4 Ağustos 2014 Pazartesi

Hem Mükemmel Hem de Hızlı İş Yapabilen Varlıklar Aranıyor!

Çalışan üzerinde sürekli bir baskı oluşturarak mükemmeliyetçiye ulaşılacağını düşünenler var. Hatta ve hatta bir adım ilerisi, bazı yöneticiler bu baskıyı çalışanların kendi kendilerinin üzerinde kurmasını istiyorlar (yani ayy benim hiç zamanım yok sana baskı yapıcak, senin kendi kendine yapman lazım)


Mükemmeliyetçilik cümle içerisinde kullanılırken iyi hoş ve güzel. Tabii ki her bir ortaya konulan işin mükemmel olması lazım, sonuçta o hizmeti satın alan karşılığında bunu bekliyor. Peki buna ulaşırken insanlığımızı kayıp mı etmeliyiz?

- Bu işi mükemmel yapmalıyım, hiçbir eksik olmamalı. Ama çabuk da yapmalıyım. Tek bir detayı atlamadan çok kısa bir sürede bu işi nasıl yapabilirim? Uyumam, yemek yemem, sandalyemden hiiiç kalkmam mesela. Eğer ki zaten bütün bunları yapabiliyorsam, evet, bu durumda ben bir robotum!

Sağolsun bir bilimadamı beni iş dünyasının yoğun stresi altında çalışmaya dayanıklı materyalden üreterek kapitalizme armağan etmiş!


Burada hem hizmet alan hem de hizmet veren sorumlu tabii. Hizmet alan aklı sıra verdiği paradan maksimum (ve insanlık dışı) bir sonuç alacak, böylece aslında verdiği paranın ederinden daha büyük bir karşılık alacak (gerçekten çok zekice!)

Tabii serbest rekabet ortamında herhangi bir parayı kaybetmeyi göze alamayan hizmet veren ise bu insanlık dışı ve bir o kadar da ütopik isteği "tabii ki de yapabiliriz" diyerek kabul edecek. (yaparız yeaa, ne var sanki biraz daha çok çalışsınlar, ne yani işi başkasına mı versinler?!)
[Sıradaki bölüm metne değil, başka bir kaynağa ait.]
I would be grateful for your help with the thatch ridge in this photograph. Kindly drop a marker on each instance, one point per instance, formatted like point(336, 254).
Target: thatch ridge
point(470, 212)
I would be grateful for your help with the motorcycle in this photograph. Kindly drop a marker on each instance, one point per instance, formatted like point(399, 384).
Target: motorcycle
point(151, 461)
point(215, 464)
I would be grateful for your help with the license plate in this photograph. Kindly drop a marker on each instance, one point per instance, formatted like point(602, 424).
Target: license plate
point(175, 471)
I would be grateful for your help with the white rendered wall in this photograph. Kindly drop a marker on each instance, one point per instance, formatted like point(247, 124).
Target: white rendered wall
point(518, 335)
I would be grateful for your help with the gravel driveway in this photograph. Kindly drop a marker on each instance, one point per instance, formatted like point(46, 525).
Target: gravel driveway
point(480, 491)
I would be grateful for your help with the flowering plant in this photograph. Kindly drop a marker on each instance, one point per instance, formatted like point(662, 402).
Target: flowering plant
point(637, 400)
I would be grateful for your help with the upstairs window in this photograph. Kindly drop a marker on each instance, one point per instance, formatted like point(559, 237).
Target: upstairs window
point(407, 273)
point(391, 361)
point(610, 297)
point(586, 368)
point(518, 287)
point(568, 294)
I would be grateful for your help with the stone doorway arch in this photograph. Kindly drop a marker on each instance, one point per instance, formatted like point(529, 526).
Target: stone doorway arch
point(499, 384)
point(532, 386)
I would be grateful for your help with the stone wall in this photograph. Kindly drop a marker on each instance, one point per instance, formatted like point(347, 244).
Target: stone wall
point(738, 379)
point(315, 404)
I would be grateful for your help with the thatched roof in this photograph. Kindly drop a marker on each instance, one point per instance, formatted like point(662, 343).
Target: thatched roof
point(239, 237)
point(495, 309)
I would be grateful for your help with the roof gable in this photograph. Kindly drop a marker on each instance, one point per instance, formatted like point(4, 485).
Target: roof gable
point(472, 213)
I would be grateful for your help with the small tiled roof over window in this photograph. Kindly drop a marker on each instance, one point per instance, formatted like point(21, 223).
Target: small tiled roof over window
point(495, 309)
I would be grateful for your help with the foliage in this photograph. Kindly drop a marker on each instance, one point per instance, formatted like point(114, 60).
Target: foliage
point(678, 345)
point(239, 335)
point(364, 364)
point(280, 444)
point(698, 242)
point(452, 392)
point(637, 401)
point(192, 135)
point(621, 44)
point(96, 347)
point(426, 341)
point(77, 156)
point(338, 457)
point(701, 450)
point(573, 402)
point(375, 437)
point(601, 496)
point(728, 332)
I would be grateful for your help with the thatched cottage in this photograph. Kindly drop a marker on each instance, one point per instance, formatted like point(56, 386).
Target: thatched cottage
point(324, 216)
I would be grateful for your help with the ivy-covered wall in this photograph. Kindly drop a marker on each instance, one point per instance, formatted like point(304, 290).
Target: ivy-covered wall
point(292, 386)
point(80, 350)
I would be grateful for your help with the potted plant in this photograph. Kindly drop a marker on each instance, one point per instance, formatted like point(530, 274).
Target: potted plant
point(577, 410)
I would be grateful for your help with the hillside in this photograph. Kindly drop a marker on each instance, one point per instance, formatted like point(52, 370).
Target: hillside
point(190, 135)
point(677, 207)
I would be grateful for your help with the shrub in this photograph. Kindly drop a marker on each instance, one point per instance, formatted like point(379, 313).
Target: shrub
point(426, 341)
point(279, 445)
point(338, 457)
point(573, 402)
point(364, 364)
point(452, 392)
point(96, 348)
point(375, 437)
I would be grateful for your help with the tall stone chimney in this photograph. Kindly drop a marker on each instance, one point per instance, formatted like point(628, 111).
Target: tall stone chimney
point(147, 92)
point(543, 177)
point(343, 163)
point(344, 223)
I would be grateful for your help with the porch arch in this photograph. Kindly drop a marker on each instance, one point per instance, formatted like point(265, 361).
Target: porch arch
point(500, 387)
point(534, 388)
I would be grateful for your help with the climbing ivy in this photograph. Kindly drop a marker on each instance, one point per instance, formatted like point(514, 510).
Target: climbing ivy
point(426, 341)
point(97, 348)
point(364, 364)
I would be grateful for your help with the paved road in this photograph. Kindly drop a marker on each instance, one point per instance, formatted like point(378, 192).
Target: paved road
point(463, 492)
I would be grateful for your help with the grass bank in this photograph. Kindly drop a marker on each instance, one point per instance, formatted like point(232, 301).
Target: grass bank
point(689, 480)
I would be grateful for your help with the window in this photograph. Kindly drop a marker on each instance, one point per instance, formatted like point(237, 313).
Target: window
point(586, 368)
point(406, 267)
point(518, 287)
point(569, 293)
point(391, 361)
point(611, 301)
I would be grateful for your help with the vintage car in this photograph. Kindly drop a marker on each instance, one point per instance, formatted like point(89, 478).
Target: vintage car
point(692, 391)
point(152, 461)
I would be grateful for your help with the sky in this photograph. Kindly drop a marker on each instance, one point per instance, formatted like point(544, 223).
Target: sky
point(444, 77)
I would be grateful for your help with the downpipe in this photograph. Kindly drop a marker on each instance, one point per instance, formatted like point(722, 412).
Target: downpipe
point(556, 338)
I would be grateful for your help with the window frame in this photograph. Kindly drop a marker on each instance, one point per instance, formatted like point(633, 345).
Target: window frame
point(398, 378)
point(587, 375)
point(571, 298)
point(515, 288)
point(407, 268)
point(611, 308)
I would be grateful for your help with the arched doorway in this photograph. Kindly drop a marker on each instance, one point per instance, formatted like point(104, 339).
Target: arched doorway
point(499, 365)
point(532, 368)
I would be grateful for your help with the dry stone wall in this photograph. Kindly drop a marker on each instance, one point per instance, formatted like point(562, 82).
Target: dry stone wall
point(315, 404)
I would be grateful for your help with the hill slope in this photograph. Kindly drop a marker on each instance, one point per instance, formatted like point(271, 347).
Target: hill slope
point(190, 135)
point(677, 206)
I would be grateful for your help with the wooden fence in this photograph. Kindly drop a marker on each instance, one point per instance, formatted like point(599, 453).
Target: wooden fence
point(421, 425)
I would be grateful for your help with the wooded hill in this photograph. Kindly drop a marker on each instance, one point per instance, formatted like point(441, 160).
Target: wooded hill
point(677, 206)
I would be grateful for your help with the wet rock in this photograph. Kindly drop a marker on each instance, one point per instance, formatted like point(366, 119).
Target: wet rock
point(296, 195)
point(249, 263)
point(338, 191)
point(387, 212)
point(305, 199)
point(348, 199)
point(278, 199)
Sonra daha alttaki çalışanlar için gelsin uzun mesailer (sabahlamalar), yenmeyen sabah, öğle ve akşam yemekleri, yüzleri unutulan arkadaşlar vs.

Pazar hareketlendi, rekabet arttı diye çalışan üzerindeki baskıyı arttırmak doğru bir yöntem midir? Kısa vadede işe yaradığı kesin de, peki etik midir?